Una mención especial merece su obra Normandía, pintada en 1902. Una escena de interior en el que un conjunto de mujeres silenciosas tejen las redes que allá afuera –divisados lejanamente a través de las ventanas– los hombres usarán para pescar. Esta obra tiene una enorme connotación política, al referirse a principios de siglo al lugar de la mujer, completamente desmerecido, en la economía. María echa luz sobre estas mujeres concentradas en su tarea en la penumbra, y utiliza un recurso pictórico interesante: la mujer que se encuentra en el extremo inferior derecho, la más alejada de la luz natural que ingresa por las aberturas según plantea la escena, recibe un rayo de luz sobre su cara que no se corresponde con ninguna trayectoria lumínica en el cuadro. Esa mujer sin ninguna gracia particular goza del beneficio de la perspectiva de la mirada de la artista que la ilumina ejerciendo su pincelada autónoma.
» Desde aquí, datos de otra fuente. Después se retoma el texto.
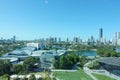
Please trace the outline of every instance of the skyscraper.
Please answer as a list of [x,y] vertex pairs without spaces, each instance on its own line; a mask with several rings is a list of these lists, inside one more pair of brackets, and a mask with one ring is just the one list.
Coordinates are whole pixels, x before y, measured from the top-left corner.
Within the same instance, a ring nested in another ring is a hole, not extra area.
[[103,29],[100,28],[100,39],[103,38]]

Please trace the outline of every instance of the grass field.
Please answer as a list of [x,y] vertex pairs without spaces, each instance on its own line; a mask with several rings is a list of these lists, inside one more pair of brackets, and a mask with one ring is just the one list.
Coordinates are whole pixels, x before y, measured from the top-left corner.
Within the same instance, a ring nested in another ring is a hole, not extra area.
[[101,74],[92,74],[92,75],[95,76],[98,80],[116,80]]
[[4,76],[0,76],[0,80],[8,80],[8,78],[6,78]]
[[54,72],[60,80],[93,80],[83,70],[76,72]]

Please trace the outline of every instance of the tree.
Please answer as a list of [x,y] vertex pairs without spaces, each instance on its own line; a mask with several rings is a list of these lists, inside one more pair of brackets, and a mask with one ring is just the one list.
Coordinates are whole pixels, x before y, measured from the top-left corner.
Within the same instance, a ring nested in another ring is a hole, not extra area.
[[32,71],[35,67],[35,63],[39,62],[40,62],[39,59],[28,57],[27,59],[24,60],[23,66],[26,71]]
[[23,65],[21,65],[21,64],[14,64],[13,65],[13,72],[15,74],[22,73],[22,71],[23,71]]
[[4,61],[4,73],[10,74],[11,73],[11,66],[12,66],[12,64],[10,63],[9,60]]

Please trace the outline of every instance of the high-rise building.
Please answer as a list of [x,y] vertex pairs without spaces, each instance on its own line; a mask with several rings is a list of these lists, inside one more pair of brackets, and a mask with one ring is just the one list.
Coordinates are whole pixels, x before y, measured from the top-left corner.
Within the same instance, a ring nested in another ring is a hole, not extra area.
[[100,28],[100,31],[99,31],[99,41],[100,43],[103,43],[103,29]]
[[116,39],[117,39],[117,40],[120,39],[120,32],[116,32],[116,33],[115,33],[115,36],[116,36]]
[[100,38],[103,38],[103,29],[100,28]]
[[120,45],[120,32],[115,33],[115,45]]

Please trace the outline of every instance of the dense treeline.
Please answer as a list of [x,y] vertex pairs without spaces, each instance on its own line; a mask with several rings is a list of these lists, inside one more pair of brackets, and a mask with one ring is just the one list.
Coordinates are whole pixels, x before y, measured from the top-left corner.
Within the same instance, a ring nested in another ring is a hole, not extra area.
[[20,49],[20,48],[22,48],[24,46],[25,46],[24,42],[0,44],[0,56],[2,54],[11,52],[13,50]]
[[79,61],[80,58],[78,55],[69,53],[66,56],[63,55],[60,58],[55,58],[53,60],[53,66],[55,69],[71,69]]
[[[37,65],[35,65],[37,63]],[[8,60],[0,60],[0,75],[27,74],[39,68],[39,58],[28,57],[23,64],[11,64]]]

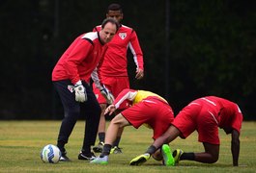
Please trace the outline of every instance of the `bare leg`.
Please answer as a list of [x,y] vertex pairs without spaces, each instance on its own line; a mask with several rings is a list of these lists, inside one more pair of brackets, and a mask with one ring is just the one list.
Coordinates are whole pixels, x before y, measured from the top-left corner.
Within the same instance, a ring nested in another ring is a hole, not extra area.
[[156,149],[158,149],[161,147],[162,144],[170,143],[171,141],[173,141],[177,136],[180,136],[180,134],[181,132],[175,126],[170,126],[161,136],[155,140],[153,145],[156,147]]
[[101,114],[100,114],[100,124],[99,124],[99,128],[98,128],[98,133],[104,133],[105,132],[105,115],[104,115],[104,111],[105,111],[105,109],[106,109],[106,104],[100,104],[100,106],[101,108]]
[[218,160],[219,145],[204,142],[205,152],[195,153],[195,161],[205,163],[213,163]]
[[119,130],[124,129],[125,126],[128,125],[129,123],[128,122],[128,120],[121,113],[116,115],[107,128],[105,136],[105,144],[113,145],[113,142],[117,137]]

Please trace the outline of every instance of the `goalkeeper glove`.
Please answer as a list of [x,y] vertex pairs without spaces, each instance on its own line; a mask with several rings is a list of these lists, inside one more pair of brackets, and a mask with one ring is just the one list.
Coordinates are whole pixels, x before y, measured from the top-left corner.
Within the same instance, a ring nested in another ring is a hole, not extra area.
[[112,104],[115,100],[112,93],[106,88],[104,85],[102,85],[101,88],[100,89],[100,93],[104,96],[106,99],[107,104]]
[[87,101],[86,89],[83,86],[81,81],[78,81],[74,85],[74,92],[75,92],[75,101],[77,101],[77,102],[85,102],[85,101]]

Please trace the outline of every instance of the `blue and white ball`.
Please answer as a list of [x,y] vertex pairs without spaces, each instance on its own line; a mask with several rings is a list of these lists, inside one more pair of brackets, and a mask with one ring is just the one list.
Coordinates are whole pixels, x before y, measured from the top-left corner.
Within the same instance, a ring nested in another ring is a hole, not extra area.
[[41,159],[43,162],[57,163],[61,158],[60,149],[52,144],[48,144],[41,151]]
Por último: la gran ausencia. Un enorme marco de líneas punteadas en una pared de la sala señala el lugar que ocuparía su obra magnánima. Se trata de La hierra, presentada en París en 1909. Cuenta Gluzman que la obra fue donada al Museo Marc, pero “en algún momento pasó a ser parte de un préstamo a una institución local, que es una peña, y la obra está en una condición de conservación muy compleja”. Además de sus enormes dimensiones que impiden su traslado, se encuentra sin marco, fue repintada en la década del 70 con una restauración firmada, entre muchas otras herejías. “En este momento en que estamos revisando y recuperando la producción de las mujeres y tratando de ver cómo podemos integrarlas a los acervos públicos sería momento de pensarla para toda la comunidad”. Según Pablo Montini, director del MARC, el traslado costaría 50.000 dólares y su restauración en manos de expertos llevaría meses de arduo trabajo.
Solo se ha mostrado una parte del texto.